Si la preuve semble plus facilement attaquable sur des fondements de droit, alors on demandera qu’un juge seul tranche.

Quels plaidoyers… et quelles peines ?

A priori, les avocats des cinq hockeyeurs ont annoncé que leurs clients plaideraient non coupable. Si cette volonté résiste à l’examen de la preuve, un procès ira de l’avant.

Or, « si la preuve est très forte, ça a beau être des joueurs de hockey très riches, il n’est pas impossible qu’ils plaident coupable », avance Simon Roy.

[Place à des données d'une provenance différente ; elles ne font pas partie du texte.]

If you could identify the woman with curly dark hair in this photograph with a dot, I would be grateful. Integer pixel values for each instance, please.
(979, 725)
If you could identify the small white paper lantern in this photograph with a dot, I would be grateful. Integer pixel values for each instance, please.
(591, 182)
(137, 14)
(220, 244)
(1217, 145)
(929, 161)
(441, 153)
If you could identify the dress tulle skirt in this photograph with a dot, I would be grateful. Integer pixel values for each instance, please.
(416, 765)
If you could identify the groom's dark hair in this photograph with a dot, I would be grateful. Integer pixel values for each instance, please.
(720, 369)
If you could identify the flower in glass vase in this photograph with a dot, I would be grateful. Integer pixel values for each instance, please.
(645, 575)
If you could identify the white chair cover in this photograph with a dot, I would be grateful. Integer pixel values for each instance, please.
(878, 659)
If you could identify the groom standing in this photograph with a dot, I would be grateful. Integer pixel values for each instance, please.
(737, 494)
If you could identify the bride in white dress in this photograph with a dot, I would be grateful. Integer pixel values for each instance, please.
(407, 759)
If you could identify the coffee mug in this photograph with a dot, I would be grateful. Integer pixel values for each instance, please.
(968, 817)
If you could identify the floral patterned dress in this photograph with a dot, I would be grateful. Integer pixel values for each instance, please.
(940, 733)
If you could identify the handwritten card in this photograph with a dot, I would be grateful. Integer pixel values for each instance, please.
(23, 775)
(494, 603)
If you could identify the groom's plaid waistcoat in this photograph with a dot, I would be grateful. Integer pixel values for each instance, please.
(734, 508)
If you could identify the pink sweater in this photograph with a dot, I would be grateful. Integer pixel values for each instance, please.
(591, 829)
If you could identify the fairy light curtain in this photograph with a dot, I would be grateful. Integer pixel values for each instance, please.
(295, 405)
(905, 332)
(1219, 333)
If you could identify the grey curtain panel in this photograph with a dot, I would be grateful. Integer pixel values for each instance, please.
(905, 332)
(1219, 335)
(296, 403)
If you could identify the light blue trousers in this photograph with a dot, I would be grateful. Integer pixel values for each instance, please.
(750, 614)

Reconnaître sa culpabilité, « en droit criminel, ça démontre que l’accusé a pris conscience de son crime ». Sa peine pourrait donc être réduite, encore davantage si cet aveu est livré d’entrée de jeu et non tard dans le processus. Le fait d’avoir épargné des ressources judiciaires et d’avoir évité à la victime de témoigner est aussi pris en compte.

Par ailleurs, le spectre des condamnations est large, notamment en raison de la définition même d’agression sexuelle, qui peut inclure différents gestes et comportements. Qu’à cela ne tienne, puisqu’une agression de groupe semble en cause, Simon Roy s’attendrait, advenant une reconnaissance ou un verdict de culpabilité, à une peine d’emprisonnement.